Безусловно, прав был русский учёный Константин Эдуардович Циолковский, предсказавший полёты в космическом пространстве огромных кораблей, вмещающих несколько миллионов человек. Но, согласитесь, столь сложное творение рук человеческих никогда не сможет быть абсолютно надёжным, а СТО и техпомощь в космосе отсутствуют. Проблемы достаточной прочности обшивки корабля, огромных запасов топлива и продовольствия, необходимых людям для многовековых полётов в космосе, откровенно говоря, выглядят неразрешимыми в реальности. Зато как раз на таком корабле, если он будет снабжён системой, имитирующей земное тяготение, можно отправиться к спутнику Марса, Юпитера или Плутона, оборудовать его для полёта к дальним созвездиям и, растворившись навсегда в квинтэссенции романтики, но находясь при этом в полнейшей безопасности под толщей породы в сотни метров, стартовать, наконец-то, в иные миры. Правда, лишь весьма далёкие потомки начавших этот проект смогут достигнуть цели такого полёта. И здесь – не правда ли? – есть большая нравственная проблема.
Ведь они не смогут уже передумать и изменить свою судьбу, так как их предки навсегда решили их судьбы в момент отлёта, лишив их окончательно и самым жестоким образом права выбора. Хотя звёздные скитальцы могут всё же поменять конечную цель своего полёта, скорректировав его, и, прибавив этим себе или убавив энное число веков путешествия, оказаться в ином созвездии; но будут ли рады и довольны они, променяв земной рай на суровую, полную лишений и тяжкого труда жизнь? Безо всякой надежды на передышку, ибо долгие века и огромные усилия потребуются, чтобы под поверхностью чужой планеты потекли реки, образовались озёра, зашумели сады и рощи… то есть возникла некоторая часть того, что было (зачем-то) оставлено на родной Земле.

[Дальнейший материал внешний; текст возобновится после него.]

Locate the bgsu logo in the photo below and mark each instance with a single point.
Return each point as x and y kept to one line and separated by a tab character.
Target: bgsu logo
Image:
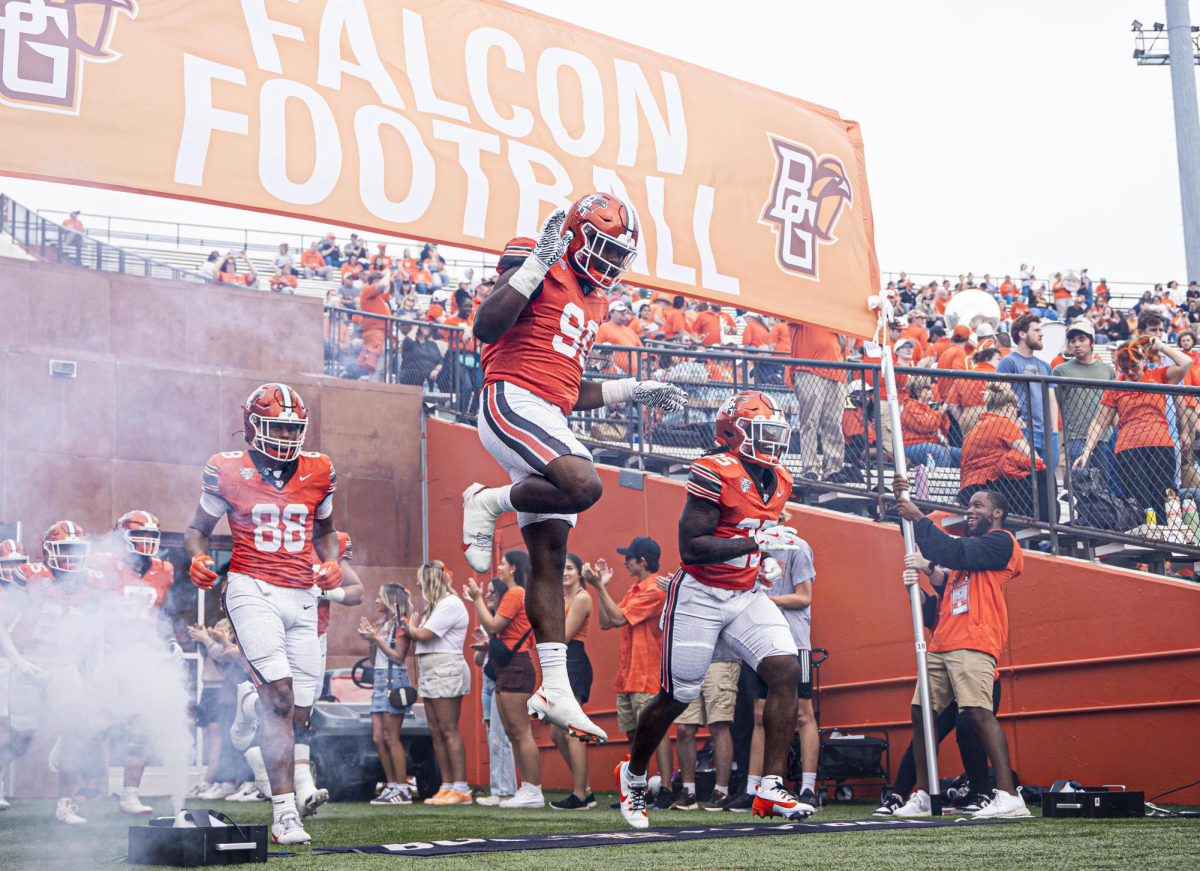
43	44
805	200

Значит, можно смело делать вывод о том, что дальний космический полёт к одной из планет может быть обусловлен для нас, землян, только крайними и иначе не преодолимыми обстоятельствами и быть, безусловно, глубоко и детально предварительно осмысленным. Ведь скажите: что необходимей для человечества и реальней – превращение земных пустынь в цветущие уголки природы или создание поселений на ближайших к нам Луне и Марсе? В неизмеримо более тяжёлых обстоятельствах и в условиях ежеминутного смертельного риска. И не являются ли, вообще, эти полубезумные проекты способом растраты огромных средств? Которые можно направить на иные, полезные обществу, цели?
Вернёмся, однако, к нашим астронавтам и к острову, над которым так удивительно приятно и весело было им летать. Естественно, кое-кто может подумать, что на планете были (и есть) гораздо более соблазнительные места, чем этот северный остров; и в глубине любого из континентов, и на побережьях морей и океанов можно было бы выбрать местечко и получше. Но то ли относительно прохладный климат и северная природа, сильно отличавшиеся тогда от нынешних условий, подходили им больше, чем упоительный юг, то ли они учитывали какие-то ещё неизвестные нам факторы, а вот именно этот остров приглянулся им больше всех.
Несомненно, что тут немалую роль сыграла не только необходимая для проведения эксперимента изолированность территории острова, но и удивительная красота дикарей из двух-трёх десятков местных племён, издали осанкой и фигурами поразительно напоминавших самих астронавтов. И в этом почти полном, если смотреть издали, и полностью исчезающем вблизи сходстве – нет ли какого-то намёка? Уж очень похожа была красота этих дикарей на, возможно, ещё предварительный, хотя, в силу самой Творящей Руки, внешне во всех отношениях совершенный набросок, но по внутренней своей сути полностью ещё Им не решённый, отложенный в дальний ящик стола и там позабытый; или, может быть, намеренно припрятанный подальше от нескромных глаз с тайной целью потом кого-то им изумить и озадачить. А может быть, специально Им сотворённый в виде вечного экспоната? Или как доказательство в каком-то остром споре? Вопросов за истекшие пару сотен тысяч или гораздо больше лет могло накопиться много, а вот ответ, похоже, склонны дать именно наши дни.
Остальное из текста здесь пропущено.